Michelle nickte und flitzte davon. Kyle folgte ihr rasch. „Gleich am ersten Tag zu spät!“, fluchte Michelle.

„Ja, total peinlich.“

„Aber so was von! Wo ist die Klasse denn?“

„Rechts durch die Tür, geradeaus und da vorn irgendwo.“ So wirklich wusste Kyle es selbst nicht. 

Michelle drückte die Tür auf und rümpfte die Nase, als sie durch den kleinen Gang gingen, in dem sich die Toiletten befanden. „Ekelhaft! Da hätten sie sich echt etwas Besseres einfallen lassen können.“

„Wem sagt du das?“, seufzte Kyle. Wieder öffnete Michelle eine Tür und fühlte sich abrupt etwas verloren. „Müssen wir jetzt links?“, fragte sie und huschte um die Ecke. Sie blickte auf das Schild neben der Klassentür. „7 A“, las sie. „Das muss weiter den Flur entlang sein.“

„Bestimmt am Ende oder so“, murmelte Kyle, dessen Magen sich mit jedem Schritt ein wenig mehr zusammenkrampfte. Gleich würde er die Höhle des Löwen betreten. Wie gern wäre ich doch jetzt woanders. Weit entfernt … auf einer schönen Insel mit hübschen Männern.

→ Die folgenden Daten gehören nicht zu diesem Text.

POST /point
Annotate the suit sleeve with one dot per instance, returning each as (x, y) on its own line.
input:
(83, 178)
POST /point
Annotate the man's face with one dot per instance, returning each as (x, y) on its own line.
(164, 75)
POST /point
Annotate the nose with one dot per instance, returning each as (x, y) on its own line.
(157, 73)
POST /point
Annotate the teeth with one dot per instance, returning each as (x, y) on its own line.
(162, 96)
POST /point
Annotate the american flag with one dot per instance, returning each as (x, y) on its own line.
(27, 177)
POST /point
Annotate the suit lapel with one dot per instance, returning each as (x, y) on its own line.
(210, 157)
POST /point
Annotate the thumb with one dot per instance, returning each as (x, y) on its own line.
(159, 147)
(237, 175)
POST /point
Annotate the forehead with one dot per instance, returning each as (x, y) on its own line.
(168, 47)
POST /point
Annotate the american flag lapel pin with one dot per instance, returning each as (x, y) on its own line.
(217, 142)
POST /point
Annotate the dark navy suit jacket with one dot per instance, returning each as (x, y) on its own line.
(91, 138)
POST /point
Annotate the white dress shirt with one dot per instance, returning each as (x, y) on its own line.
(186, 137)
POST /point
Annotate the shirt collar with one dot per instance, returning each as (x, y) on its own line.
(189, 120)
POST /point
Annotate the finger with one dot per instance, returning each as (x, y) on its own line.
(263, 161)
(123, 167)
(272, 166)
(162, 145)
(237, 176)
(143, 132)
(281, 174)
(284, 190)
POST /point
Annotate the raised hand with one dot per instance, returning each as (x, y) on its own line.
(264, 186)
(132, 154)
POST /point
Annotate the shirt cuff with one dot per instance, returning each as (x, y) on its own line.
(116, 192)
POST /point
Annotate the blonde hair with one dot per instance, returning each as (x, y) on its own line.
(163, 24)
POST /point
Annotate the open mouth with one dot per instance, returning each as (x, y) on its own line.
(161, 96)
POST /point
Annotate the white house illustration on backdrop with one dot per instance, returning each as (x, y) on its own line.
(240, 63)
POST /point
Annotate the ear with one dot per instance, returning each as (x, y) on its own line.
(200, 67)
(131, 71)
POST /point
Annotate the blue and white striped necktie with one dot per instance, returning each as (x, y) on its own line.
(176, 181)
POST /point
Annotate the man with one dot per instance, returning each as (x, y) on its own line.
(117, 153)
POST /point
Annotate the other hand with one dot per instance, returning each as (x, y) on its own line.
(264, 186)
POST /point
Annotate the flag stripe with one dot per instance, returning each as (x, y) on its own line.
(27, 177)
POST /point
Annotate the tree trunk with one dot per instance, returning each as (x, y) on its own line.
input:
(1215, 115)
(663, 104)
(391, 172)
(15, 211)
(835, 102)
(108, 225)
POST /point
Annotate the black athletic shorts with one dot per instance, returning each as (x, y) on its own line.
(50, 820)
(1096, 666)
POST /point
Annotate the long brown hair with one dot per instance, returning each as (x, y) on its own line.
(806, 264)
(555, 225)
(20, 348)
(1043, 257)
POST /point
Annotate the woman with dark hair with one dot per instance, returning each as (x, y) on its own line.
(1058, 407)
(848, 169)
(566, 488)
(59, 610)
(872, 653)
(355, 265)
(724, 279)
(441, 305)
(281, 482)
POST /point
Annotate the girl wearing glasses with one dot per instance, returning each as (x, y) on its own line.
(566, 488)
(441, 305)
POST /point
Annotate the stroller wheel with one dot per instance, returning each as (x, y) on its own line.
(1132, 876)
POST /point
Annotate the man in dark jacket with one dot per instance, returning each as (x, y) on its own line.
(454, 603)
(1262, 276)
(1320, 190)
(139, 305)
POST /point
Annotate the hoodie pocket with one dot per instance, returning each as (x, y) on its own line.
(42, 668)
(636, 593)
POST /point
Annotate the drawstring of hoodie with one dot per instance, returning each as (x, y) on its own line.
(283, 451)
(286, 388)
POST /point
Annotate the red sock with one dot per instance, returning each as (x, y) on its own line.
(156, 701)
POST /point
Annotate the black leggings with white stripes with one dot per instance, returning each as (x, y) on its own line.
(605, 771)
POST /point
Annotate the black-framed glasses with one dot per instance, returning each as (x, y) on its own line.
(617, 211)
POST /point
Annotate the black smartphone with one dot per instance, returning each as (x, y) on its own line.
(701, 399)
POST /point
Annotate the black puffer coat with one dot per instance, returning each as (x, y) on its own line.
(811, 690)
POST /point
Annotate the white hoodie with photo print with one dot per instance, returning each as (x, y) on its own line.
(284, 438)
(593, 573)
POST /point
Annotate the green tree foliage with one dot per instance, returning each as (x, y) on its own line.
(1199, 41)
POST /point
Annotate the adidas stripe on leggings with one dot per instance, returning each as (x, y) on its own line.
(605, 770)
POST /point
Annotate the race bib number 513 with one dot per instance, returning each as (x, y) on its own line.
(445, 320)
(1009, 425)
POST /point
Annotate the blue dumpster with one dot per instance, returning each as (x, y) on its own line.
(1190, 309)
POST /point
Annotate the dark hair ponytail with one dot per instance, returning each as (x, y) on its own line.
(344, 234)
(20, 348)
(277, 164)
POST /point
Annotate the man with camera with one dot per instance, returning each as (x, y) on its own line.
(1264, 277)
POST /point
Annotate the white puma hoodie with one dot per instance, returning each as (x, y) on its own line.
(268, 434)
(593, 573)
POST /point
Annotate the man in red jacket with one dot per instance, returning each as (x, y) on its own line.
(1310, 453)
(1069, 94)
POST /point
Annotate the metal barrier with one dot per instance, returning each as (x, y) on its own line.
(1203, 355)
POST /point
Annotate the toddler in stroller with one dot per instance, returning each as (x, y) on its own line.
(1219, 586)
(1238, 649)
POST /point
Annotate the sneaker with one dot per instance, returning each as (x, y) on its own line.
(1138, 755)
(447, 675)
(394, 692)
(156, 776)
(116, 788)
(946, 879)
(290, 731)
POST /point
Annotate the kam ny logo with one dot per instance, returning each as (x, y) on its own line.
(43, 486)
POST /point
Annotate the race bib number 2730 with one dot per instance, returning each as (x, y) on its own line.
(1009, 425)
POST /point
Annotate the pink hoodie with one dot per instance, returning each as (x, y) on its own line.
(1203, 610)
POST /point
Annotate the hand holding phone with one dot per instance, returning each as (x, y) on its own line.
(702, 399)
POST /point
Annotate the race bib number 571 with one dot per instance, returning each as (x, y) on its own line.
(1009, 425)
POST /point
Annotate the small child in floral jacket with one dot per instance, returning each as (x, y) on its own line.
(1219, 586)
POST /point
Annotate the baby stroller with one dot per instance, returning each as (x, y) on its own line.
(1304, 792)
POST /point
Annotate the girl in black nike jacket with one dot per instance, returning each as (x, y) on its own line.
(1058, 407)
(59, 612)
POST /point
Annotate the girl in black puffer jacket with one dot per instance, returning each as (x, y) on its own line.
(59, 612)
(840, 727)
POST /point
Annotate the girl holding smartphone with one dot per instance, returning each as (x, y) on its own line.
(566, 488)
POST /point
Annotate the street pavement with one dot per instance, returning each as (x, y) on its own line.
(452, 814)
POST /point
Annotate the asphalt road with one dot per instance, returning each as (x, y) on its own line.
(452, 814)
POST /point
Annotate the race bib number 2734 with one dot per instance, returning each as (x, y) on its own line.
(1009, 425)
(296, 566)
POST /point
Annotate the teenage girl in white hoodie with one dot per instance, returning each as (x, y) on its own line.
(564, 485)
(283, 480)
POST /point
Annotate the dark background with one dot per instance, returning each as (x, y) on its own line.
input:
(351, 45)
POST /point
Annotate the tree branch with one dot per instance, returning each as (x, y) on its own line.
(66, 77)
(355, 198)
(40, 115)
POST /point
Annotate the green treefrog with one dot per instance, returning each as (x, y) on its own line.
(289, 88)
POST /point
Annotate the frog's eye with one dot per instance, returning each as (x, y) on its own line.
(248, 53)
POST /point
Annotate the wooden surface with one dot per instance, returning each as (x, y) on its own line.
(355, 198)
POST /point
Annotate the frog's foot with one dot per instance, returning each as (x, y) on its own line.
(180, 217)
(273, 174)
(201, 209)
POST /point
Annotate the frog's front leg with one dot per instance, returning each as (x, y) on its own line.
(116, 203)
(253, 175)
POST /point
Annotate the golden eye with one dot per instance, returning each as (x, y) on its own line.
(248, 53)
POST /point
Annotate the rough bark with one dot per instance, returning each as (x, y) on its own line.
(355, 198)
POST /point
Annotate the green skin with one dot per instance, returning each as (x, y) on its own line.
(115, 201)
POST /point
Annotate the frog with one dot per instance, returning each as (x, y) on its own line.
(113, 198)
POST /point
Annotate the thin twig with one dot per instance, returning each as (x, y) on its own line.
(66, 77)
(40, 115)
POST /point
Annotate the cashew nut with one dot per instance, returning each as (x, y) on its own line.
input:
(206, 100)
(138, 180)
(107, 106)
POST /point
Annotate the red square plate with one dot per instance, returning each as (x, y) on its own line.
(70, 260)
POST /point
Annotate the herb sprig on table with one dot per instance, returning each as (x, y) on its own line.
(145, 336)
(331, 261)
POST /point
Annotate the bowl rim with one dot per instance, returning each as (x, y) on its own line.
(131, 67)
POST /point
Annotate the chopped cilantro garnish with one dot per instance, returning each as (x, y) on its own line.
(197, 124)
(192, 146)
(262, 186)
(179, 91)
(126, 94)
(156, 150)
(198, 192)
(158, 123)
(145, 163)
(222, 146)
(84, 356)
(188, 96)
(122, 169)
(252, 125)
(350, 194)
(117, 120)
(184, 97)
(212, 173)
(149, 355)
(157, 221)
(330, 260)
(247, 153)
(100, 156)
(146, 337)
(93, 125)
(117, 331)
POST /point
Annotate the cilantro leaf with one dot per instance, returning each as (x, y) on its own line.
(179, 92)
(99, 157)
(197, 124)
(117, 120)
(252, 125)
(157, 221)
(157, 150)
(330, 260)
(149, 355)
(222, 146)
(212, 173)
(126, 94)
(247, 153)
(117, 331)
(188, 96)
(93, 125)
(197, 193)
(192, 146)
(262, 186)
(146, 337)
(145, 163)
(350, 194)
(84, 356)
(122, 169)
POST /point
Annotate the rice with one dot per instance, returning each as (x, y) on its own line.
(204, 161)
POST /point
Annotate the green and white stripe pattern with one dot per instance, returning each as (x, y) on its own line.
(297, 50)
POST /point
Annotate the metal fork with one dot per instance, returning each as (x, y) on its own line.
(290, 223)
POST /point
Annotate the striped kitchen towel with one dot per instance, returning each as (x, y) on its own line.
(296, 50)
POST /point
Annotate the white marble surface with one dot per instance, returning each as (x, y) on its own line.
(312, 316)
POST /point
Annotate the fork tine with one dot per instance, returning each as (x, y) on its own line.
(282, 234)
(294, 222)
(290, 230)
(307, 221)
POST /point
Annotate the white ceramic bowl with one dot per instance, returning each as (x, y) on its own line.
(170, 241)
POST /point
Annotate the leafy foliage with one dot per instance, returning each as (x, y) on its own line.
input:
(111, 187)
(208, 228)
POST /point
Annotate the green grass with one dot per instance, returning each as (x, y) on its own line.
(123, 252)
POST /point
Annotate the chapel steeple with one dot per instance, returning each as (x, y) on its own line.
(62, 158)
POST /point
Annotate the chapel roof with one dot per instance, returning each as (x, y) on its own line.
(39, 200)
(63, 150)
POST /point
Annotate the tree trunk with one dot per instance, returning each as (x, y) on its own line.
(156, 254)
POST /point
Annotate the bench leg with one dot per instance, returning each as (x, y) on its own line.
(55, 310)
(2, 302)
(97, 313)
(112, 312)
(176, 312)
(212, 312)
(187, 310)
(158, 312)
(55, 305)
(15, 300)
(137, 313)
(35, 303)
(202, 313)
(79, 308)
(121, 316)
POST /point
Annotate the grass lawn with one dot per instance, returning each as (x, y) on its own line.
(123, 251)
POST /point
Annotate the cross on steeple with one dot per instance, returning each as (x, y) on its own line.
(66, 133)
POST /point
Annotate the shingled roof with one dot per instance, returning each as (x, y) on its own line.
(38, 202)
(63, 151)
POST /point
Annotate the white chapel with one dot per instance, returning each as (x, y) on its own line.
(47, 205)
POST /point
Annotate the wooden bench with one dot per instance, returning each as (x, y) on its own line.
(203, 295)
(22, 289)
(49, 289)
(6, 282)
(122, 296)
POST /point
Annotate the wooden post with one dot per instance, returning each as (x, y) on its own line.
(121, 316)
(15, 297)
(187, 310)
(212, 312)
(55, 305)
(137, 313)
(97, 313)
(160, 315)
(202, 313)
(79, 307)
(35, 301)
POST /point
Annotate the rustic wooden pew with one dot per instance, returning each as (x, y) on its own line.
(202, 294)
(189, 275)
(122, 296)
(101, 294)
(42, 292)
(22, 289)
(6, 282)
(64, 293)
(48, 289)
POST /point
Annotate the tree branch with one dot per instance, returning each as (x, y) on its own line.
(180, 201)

„Ich fange an zu schwitzen“, sang Michelle vor sich hin. „Die denken gleich bestimmt, dass wir aus irgendeinem Gebüsch kommen oder so.“

Ihre lockere Art entspannte Kyle ein wenig. Hatte er in ihr bereits eine neue Freundin gefunden, der es vielleicht egal war, wie und vor allem, wer er in Wirklichkeit war?

„Da ist es!“ Michelle war leicht außer Atem. „Oha“, seufzte sie und klopfte an. Da sie nichts hörte, ging sie einfach hinein. Kyle folgte ihr und schloss die Tür schnell hinter sich.

„Ach!“, staunte Frau Bach. „Wer ist denn die Hübsche hier?“

„Michelle. Der Rektor hat mich und ihn hier“, sie blickte über die Schulter, „aufgefordert in ihre Klasse zu gehen.“

„Kyle!“, freute Frau Bach sich. „Ja, dann …“

Verschwitzt krampfte Kyle seine Hände ineinander.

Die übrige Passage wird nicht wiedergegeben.